| FOR IMMEDIATE RELEASE
THURSDAY, SEPTEMBER 28, 1995
TDD (202) 514-1888
FORMER DALLAS BAKERY EXECUTIVE CHARGED WITH MAKING FALSE
STATEMENTS TO A GRAND JURY ABOUT BREAD PRICES
WASHINGTON, D.C. -- A former Dallas bakery executive was charged today by the Department of Justice with making false statements to a federal grand jury about discussions he had with competitors about raising prices for bread and bread products.
Anne K. Bingaman, Assistant Attorney General in charge of the Antitrust Division, said the charge resulted from an investigation by a grand jury in Dallas into suspected price fixing and bid rigging in the wholesale bread and bread products industry in Texas.
The Department's Antitrust Division filed a criminal charge in U.S. District Court in Dallas, against Charles W. Johnson of Hot Springs Village, Arkansas, charging that he made false declarations to a Dallas grand jury on June 29, 1995. Johnson is a former president of Campbell Taggart Baking Companies Inc.'s Dallas bakery and its predecessor, Manor Baking Company of Dallas, also known as Dallas Rainbo bakery.
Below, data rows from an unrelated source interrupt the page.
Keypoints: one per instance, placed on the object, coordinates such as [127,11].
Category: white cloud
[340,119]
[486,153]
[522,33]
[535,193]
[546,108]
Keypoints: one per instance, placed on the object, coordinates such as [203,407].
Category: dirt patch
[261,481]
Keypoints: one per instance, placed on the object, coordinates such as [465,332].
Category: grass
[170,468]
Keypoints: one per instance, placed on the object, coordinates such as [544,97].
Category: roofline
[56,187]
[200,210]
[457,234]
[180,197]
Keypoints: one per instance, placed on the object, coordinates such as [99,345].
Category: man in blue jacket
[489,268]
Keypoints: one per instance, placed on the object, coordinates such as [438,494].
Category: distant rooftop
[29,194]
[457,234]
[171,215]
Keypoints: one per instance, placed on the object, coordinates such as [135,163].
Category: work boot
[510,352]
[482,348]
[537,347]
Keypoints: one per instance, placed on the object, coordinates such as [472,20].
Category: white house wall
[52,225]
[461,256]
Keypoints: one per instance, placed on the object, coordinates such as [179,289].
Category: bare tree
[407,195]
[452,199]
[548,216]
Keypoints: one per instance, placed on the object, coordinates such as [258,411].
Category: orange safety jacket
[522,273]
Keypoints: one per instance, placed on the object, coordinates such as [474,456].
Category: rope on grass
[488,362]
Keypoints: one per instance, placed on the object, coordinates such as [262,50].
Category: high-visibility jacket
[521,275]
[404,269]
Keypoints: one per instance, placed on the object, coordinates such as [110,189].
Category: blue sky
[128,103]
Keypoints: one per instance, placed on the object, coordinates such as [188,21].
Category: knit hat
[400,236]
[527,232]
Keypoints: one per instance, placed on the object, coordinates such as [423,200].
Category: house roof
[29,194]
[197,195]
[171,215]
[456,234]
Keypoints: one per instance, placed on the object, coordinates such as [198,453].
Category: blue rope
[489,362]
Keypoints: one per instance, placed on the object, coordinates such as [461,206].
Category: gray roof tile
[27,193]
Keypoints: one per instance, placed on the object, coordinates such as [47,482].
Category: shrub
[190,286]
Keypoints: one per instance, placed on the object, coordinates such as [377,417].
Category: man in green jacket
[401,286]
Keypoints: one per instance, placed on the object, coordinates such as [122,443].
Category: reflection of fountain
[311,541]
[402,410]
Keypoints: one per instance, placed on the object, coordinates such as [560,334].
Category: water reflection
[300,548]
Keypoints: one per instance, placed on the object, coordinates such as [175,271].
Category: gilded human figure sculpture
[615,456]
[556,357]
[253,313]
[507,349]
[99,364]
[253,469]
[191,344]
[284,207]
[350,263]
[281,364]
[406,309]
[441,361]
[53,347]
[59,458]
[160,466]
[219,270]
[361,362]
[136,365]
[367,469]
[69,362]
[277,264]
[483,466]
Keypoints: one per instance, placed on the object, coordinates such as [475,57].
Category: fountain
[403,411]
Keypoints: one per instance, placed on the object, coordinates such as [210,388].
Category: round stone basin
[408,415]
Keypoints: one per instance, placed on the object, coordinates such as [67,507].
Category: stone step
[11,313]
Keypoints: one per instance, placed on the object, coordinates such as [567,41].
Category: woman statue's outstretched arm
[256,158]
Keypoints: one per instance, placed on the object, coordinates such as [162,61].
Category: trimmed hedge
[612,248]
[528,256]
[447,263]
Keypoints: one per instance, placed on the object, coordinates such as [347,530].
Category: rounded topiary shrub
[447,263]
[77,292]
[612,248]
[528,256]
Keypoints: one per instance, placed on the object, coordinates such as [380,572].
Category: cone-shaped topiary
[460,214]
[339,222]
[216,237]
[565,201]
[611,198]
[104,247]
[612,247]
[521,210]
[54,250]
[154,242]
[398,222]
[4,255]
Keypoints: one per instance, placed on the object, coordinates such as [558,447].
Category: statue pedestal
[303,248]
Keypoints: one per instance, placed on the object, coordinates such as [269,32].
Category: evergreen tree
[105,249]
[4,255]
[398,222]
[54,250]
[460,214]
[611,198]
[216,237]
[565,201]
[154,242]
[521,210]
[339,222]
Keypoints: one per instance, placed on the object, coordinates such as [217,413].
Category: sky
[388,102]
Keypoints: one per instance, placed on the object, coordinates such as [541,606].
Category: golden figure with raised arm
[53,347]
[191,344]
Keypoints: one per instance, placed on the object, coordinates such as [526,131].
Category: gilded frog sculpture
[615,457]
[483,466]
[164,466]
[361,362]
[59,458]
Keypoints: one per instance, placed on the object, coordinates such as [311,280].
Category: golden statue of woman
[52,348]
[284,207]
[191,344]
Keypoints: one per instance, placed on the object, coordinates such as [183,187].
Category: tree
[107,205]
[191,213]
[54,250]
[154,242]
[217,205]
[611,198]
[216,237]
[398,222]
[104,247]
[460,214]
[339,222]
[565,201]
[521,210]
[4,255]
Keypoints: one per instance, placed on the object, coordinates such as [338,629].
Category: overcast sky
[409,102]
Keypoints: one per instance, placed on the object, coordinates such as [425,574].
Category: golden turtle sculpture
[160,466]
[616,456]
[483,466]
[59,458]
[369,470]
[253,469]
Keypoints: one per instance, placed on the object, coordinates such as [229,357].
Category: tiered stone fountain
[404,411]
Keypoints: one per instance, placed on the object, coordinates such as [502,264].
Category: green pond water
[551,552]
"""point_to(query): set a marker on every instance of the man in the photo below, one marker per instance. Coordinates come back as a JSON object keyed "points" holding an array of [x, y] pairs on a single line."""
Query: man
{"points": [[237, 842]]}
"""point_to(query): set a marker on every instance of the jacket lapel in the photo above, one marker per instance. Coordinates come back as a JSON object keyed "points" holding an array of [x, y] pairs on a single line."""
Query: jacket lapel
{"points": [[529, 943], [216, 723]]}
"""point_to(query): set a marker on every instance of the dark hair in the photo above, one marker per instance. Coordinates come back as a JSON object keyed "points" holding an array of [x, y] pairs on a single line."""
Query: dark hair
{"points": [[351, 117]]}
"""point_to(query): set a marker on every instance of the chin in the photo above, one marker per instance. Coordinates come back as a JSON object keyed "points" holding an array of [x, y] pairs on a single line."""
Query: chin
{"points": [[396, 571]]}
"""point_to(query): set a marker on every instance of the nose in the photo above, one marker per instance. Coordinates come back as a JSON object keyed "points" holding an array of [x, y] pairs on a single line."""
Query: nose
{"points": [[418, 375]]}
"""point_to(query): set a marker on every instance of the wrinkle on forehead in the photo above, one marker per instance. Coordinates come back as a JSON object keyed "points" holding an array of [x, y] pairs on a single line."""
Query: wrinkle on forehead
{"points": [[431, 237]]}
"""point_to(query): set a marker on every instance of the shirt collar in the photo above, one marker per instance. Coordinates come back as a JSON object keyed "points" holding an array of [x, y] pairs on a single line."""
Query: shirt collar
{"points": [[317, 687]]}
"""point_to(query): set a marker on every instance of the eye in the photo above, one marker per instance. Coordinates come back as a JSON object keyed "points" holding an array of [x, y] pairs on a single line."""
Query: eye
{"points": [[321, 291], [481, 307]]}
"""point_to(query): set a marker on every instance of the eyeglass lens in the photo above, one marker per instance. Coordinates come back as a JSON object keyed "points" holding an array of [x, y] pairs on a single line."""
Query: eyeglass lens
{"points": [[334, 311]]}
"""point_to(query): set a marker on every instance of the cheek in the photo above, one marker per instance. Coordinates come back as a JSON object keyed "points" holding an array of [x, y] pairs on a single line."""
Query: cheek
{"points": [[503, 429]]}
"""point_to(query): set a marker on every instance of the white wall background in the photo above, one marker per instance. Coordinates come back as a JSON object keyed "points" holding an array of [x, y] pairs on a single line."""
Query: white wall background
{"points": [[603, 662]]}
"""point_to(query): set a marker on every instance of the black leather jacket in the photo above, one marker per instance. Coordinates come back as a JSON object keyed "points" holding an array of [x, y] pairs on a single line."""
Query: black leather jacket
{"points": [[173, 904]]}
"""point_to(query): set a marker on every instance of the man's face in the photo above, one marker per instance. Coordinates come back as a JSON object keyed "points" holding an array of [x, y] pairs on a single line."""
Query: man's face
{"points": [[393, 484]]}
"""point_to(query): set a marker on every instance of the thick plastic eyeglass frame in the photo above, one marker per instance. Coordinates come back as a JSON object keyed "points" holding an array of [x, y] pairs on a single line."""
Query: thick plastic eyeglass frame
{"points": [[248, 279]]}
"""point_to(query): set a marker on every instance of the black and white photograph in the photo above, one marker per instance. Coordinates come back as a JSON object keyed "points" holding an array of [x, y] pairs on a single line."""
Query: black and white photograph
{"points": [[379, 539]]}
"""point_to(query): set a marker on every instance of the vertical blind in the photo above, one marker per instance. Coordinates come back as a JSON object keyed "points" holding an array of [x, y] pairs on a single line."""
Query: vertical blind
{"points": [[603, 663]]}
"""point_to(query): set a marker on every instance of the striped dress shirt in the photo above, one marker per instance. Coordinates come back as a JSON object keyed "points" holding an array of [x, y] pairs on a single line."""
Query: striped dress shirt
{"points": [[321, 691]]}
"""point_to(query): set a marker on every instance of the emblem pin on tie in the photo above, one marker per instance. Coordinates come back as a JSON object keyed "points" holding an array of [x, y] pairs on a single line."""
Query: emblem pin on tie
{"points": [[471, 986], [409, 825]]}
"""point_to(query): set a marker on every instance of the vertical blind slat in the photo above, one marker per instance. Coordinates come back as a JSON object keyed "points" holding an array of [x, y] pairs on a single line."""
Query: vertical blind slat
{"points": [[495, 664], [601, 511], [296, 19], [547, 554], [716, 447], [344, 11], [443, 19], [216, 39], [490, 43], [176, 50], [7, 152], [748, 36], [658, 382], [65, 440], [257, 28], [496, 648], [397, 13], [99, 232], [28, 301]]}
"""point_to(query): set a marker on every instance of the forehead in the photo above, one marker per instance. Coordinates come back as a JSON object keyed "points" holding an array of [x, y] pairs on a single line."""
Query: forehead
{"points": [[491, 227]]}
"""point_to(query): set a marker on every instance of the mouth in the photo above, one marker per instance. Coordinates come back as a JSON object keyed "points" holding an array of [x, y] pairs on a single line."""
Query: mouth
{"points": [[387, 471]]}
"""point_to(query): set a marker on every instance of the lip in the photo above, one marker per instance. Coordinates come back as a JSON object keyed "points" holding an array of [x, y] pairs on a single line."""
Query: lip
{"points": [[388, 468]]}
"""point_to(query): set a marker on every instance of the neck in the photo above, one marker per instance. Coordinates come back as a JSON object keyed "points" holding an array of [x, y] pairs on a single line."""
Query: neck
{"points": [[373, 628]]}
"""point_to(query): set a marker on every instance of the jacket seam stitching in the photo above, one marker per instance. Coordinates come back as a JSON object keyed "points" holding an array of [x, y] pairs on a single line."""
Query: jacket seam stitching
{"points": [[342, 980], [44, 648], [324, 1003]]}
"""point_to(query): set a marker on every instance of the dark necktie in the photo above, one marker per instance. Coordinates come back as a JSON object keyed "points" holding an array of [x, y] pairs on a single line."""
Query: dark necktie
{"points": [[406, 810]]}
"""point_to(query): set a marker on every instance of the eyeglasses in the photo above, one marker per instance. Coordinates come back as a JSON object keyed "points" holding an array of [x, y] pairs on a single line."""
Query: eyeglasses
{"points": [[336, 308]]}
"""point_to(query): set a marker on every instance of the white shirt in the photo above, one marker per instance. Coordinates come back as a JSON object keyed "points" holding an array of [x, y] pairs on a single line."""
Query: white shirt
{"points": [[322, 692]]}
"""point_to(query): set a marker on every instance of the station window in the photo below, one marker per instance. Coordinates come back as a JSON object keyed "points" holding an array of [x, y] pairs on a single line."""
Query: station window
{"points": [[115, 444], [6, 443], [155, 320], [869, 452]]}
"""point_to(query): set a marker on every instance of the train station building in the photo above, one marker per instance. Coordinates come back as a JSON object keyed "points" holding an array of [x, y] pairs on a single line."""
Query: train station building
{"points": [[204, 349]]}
The Department said that Johnson discussed the prices charged for bread and bread products sold by Dallas Rainbo bakery with its competitors. Johnson also discussed raising and coordinating the prices to be charged for bread and bread products by the Dallas Rainbo bakery and its competitors with employees of competing bakeries.
The investigation is being conducted by the Antitrust Division's Dallas Field Office with the assistance of the Department of Veterans Affairs, Office of Inspector General.
The maximum penalty for an individual convicted of making false declarations to a grand jury is five years in prison and a fine of $250,000.